Pallav got following question in his exam:
Given the base angles, say ∠ B and ∠ C and BC + CA + AB, construct triangle ABC.
He followed the following steps for the construction.
1. Draw a line segment, say XY equal to BC + CA + AB.
2. Make ∠ LXY equal to ∠ B and ∠ MYX equal to ∠ C.
3. Bisect ∠ LXY and ∠ MYX. Let these bisectors intersect at a point A
4. Draw perpendicular bisectors PQ of AX and RS of AY.
5. Let PQ intersect XY at B and RS intersect XY at C. Join AB and AC
True
Yes, he has followed correct procedure.
1. Draw a line segment, say XY equal to BC + CA + AB.
2. Make angles ∠ LXY equal to ∠B and ∠ MYX equal to ∠C.
3. Bisect ∠LXY and ∠MYX. Let these bisectors intersect at a point A
4. Draw perpendicular bisectors PQ of AX and RS of AY.
5. Let PQ intersect XY at B and RS intersect XY at C. Join AB and AC
Then ABC is the required triangle.

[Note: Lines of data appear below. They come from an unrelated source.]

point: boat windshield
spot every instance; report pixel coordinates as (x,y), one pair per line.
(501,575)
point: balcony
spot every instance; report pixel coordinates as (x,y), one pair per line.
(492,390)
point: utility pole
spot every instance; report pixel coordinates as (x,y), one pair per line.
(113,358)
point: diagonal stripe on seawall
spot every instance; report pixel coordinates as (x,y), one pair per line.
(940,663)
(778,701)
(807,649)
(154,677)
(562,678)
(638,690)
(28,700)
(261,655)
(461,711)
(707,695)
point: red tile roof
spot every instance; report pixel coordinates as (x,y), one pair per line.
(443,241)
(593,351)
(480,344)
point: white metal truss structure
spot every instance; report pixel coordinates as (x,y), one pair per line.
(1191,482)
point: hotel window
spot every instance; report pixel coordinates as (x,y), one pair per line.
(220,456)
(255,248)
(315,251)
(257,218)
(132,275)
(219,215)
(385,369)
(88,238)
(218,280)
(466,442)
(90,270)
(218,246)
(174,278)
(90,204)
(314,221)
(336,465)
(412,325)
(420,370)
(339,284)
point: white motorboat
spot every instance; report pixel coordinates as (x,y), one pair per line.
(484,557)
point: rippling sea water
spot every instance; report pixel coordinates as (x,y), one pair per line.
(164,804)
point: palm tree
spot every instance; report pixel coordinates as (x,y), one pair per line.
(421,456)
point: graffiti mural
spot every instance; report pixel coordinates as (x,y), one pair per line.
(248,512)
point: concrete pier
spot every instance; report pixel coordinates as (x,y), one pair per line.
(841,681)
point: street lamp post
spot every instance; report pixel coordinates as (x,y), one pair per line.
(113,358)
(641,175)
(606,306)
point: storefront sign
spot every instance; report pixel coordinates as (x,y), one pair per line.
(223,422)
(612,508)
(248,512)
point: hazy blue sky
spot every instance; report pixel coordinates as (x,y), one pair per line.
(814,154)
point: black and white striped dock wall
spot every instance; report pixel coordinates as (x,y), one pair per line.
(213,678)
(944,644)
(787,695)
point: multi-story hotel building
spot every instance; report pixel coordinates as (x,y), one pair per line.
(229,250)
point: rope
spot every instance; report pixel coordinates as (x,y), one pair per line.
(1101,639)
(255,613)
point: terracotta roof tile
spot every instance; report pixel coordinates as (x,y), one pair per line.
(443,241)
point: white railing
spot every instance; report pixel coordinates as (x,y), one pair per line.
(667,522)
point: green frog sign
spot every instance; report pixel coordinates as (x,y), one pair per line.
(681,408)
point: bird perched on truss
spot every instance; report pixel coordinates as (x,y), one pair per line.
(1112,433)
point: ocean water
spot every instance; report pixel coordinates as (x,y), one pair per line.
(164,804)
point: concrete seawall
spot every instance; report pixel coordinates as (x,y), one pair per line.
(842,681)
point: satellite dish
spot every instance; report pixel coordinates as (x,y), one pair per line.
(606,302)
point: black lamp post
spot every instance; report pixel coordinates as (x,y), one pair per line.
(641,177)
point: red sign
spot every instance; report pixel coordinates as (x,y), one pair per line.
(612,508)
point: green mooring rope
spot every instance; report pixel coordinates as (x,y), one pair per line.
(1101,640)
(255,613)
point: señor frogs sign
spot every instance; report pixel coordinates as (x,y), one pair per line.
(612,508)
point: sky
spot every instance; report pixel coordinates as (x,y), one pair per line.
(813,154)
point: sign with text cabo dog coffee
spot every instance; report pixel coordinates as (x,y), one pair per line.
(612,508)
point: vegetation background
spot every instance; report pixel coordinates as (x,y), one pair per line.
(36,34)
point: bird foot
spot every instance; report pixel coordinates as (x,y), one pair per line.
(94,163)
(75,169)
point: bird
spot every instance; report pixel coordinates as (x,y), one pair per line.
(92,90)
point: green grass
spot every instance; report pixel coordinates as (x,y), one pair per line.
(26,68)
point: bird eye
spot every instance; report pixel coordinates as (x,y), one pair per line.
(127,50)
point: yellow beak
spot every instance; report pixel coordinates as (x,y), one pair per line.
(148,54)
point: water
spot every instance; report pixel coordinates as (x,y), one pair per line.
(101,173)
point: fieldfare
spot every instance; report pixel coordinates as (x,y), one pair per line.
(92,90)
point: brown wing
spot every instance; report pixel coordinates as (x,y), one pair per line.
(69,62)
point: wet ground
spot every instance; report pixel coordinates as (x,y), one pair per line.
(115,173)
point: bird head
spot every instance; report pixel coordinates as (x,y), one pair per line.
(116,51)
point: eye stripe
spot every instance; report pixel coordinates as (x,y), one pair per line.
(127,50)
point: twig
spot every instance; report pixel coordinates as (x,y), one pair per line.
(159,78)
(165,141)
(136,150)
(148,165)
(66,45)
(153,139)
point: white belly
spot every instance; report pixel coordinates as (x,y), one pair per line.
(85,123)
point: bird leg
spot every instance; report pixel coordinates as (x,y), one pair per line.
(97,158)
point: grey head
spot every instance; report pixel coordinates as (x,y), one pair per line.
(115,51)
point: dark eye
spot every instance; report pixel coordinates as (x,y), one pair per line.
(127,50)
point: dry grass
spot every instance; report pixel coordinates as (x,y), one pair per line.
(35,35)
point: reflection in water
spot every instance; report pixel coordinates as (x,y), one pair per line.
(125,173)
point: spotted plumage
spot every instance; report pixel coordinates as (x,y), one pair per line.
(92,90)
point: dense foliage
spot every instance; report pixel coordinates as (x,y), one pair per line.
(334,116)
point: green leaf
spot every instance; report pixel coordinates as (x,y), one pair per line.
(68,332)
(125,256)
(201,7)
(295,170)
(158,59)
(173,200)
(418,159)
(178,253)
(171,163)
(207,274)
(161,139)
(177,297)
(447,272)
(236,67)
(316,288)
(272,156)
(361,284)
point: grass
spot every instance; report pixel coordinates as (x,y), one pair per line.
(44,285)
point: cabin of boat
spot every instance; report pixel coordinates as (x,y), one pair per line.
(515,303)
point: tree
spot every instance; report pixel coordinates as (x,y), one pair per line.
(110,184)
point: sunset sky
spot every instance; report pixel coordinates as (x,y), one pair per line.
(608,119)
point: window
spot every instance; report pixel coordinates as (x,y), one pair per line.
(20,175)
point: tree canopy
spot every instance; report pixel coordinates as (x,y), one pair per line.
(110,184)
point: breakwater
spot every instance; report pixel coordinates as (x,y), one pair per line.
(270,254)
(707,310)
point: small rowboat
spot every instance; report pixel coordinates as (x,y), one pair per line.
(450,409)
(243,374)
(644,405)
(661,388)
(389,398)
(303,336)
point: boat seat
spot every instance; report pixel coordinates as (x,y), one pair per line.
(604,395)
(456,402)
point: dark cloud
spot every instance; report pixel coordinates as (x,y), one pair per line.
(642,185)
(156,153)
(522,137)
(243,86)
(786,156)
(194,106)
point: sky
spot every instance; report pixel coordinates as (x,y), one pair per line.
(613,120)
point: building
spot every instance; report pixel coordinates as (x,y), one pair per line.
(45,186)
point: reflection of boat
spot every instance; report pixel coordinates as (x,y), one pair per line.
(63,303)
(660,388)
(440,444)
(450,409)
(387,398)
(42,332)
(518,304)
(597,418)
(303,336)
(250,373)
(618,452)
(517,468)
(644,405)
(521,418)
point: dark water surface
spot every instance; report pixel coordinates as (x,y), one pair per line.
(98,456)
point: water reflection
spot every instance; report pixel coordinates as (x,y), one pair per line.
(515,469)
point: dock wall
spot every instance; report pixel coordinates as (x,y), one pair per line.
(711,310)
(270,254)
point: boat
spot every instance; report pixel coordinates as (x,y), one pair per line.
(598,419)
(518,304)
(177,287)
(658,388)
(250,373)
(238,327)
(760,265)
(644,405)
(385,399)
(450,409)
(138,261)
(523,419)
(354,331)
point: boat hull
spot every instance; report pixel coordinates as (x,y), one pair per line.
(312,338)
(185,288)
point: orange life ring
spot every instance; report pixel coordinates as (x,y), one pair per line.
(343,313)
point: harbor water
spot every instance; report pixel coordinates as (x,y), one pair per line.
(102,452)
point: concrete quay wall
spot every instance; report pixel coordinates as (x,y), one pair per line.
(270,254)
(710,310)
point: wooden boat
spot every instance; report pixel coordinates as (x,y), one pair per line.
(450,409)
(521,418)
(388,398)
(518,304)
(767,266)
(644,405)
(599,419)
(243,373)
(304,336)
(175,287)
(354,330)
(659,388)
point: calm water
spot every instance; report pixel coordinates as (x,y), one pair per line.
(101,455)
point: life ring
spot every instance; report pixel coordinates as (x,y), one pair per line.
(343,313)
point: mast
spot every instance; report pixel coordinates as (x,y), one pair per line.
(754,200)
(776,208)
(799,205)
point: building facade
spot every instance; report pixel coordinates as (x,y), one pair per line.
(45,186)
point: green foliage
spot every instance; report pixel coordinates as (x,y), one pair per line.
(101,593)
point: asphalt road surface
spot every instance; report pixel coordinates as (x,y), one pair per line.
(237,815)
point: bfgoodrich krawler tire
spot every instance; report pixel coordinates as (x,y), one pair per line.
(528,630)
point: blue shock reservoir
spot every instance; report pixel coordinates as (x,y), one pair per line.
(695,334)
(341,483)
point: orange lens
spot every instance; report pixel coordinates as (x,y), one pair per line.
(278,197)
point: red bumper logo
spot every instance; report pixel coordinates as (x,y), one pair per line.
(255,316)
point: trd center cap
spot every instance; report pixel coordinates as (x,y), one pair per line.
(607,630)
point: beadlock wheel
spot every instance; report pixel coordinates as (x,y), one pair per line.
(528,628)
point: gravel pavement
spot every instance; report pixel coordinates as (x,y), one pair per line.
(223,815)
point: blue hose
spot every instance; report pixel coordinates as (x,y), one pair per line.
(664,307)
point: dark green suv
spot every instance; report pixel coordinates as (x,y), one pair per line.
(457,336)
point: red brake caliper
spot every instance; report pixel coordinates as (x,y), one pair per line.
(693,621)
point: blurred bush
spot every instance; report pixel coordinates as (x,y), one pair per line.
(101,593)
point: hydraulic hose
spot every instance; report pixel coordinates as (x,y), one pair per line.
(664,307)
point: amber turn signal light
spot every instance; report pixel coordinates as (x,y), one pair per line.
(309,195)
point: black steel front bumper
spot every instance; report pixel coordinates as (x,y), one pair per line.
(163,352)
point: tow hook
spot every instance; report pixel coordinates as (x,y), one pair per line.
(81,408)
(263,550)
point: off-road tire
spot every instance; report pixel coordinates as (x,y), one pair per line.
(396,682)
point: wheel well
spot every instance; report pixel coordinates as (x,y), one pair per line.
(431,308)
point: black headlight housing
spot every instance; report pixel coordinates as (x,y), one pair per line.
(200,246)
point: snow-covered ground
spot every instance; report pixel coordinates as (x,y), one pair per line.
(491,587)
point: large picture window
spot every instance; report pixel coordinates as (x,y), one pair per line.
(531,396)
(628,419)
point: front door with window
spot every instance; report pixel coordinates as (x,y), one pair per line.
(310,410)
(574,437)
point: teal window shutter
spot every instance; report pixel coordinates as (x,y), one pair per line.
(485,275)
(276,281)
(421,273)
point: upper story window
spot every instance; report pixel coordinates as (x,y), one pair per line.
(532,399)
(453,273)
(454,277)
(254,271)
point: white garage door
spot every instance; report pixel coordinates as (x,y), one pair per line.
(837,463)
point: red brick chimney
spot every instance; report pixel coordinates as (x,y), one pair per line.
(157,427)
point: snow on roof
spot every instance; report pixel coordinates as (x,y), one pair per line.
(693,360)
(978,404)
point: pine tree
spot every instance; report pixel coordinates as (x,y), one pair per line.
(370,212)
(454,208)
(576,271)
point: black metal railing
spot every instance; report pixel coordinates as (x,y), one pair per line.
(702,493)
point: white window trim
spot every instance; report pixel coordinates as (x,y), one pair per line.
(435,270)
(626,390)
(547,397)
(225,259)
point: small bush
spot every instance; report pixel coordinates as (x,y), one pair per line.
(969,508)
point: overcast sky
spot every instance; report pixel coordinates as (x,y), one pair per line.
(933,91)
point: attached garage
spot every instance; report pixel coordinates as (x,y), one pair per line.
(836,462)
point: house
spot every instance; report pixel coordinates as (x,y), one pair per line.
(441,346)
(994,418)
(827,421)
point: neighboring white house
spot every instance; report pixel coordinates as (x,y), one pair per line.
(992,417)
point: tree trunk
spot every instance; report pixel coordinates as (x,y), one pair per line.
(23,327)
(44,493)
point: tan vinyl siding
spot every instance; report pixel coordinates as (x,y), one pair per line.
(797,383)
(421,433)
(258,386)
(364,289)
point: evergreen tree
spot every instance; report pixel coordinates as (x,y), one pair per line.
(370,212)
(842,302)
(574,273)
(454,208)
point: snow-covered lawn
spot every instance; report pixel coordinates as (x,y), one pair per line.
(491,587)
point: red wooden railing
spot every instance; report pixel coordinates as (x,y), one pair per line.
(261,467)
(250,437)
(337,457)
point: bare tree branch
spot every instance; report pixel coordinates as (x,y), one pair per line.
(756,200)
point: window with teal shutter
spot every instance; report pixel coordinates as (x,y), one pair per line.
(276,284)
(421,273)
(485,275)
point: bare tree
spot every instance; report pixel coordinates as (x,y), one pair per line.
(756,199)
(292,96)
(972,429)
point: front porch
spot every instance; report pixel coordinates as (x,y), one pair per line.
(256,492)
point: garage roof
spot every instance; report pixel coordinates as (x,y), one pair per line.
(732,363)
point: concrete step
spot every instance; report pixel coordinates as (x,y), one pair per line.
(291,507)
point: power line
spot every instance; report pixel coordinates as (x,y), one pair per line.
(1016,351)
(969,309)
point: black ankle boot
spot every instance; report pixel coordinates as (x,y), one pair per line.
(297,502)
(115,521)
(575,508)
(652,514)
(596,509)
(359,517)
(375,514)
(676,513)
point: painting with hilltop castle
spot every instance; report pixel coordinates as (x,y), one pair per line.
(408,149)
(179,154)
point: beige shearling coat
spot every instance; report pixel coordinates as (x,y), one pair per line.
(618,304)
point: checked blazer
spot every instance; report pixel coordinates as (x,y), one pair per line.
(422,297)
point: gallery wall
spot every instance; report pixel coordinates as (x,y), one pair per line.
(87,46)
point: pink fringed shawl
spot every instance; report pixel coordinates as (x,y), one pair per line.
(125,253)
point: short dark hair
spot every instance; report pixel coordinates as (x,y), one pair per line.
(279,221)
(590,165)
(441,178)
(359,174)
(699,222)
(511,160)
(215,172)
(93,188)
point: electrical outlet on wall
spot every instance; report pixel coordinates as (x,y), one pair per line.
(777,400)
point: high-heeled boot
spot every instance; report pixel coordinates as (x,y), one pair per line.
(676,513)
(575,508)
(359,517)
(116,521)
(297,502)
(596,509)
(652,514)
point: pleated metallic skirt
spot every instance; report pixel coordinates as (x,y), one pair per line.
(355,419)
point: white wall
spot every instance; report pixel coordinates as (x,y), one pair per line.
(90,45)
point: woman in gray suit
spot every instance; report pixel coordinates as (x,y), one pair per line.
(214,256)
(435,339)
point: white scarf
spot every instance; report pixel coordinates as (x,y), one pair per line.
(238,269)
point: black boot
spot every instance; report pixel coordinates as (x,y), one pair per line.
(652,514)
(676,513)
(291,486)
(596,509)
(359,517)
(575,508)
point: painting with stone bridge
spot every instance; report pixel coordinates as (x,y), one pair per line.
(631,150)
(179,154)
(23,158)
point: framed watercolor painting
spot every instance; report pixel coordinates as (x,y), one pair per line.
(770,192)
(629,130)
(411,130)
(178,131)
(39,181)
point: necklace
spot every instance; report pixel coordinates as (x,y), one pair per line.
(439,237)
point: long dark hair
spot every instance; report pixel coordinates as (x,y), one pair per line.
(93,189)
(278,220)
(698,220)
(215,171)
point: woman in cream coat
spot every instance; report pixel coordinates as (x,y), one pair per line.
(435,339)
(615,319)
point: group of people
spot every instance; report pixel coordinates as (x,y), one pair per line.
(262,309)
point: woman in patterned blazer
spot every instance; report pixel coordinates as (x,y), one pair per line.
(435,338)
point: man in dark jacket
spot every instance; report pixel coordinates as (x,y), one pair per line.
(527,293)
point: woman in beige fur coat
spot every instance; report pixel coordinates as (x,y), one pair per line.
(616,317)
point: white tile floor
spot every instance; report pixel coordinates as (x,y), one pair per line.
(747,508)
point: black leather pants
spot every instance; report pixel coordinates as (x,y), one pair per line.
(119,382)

For the justification of the construction, you observe that B lies on the perpendicular bisector PQ of AX.
Therefore, XB = AB and similarly, CY = AC.
This gives BC + CA + AB = BC + XB + CY = XY.
Again ∠BAX =∠ AXB (As in △ AXB, AB = XB) and
∠ABC = ∠BAX + ∠AXB = 2 ∠AXB = ∠LXY [Using exterior angles property]
Similarly, ∠ACB = ∠MYX as required.